NEALE, WALTER (fl. 1639), New England explorer, was son of William Neale, one of the auditors to Queen Elizabeth, of Warnford, Hampshire, by his first wife, Agnes, daughter of Robert Bowyer of Chichester (Berry. In 1618 he fought under Count Ernest of Mansfeld on behalf of the elector palatine, both in Bohemia and in the Rhine country, and rose to be captain. His difficulties compelled him in February 1625 to petition for a grant of two thousand decayed trees in the New Forest in lieu of a month's pay (460l.) due to his company (Cal. State Papers, Dom. 1623–5, p. 487), and in February 1629 he again prayed for relief (ib. 1628–9, p. 480). In 1630 he sailed for Piscataqua, or the lower settlement of New Hampshire, to act as governor of the infant colony at Portsmouth.
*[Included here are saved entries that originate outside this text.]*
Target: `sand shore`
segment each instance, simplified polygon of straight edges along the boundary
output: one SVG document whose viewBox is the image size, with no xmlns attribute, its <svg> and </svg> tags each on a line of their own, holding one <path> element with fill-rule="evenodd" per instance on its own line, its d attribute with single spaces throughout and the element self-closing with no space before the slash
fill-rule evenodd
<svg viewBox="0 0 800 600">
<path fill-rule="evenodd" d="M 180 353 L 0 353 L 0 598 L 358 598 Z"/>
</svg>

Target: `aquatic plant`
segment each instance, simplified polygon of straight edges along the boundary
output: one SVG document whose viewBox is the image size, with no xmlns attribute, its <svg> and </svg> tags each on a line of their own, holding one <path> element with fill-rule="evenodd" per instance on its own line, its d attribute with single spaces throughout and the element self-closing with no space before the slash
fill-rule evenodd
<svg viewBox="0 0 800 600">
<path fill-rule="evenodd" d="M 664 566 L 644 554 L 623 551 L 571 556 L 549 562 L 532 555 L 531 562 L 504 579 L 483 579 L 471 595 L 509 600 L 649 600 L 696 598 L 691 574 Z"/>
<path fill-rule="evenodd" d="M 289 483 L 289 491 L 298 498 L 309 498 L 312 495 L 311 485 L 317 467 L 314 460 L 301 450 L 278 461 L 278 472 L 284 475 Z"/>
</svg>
He promised to discover a reported great lake towards the west, so as to secure to his employers a monopoly of the beaver trade (Winthrop, Hist. of New England, ed. Savage, 1825, i. 38). During a stay of three years he ‘exactly discovered,’ according to his own account, all the rivers and harbours in the habitable part of the country, reformed abuses, subdued the natives, and settled a staple trade of commodities, especially for building ships. On 15 Aug. 1633 Neale embarked for England, and in 1634, at the request of the king, was chosen captain of the company of the Artillery Garden in London (Cal. State Papers, Dom. 1633–1634, pp. 230, 443). He applied soon afterwards for the place of muster master of the city (ib. 1611-18, p. 340). After carefully drilling the company for four years, Neale asked to be appointed sergeant-major of Virginia, but George Donne, second son of the dean of St. Paul's, obtained the post (ib. Col. Ser., American and West Indies, 1574–1660, pp. 134–5, 285). He was appointed in 1639 lieutenant-governor of Portsmouth (ib. Dom. 1639, pp. 32, 391).

[Fell's Eccl. Hist. of New England, i. 155, 165, 190–1; Neill's Virginia Carolorum, pp. 87, 132; Neill's Founders of Maryland, p. 184.]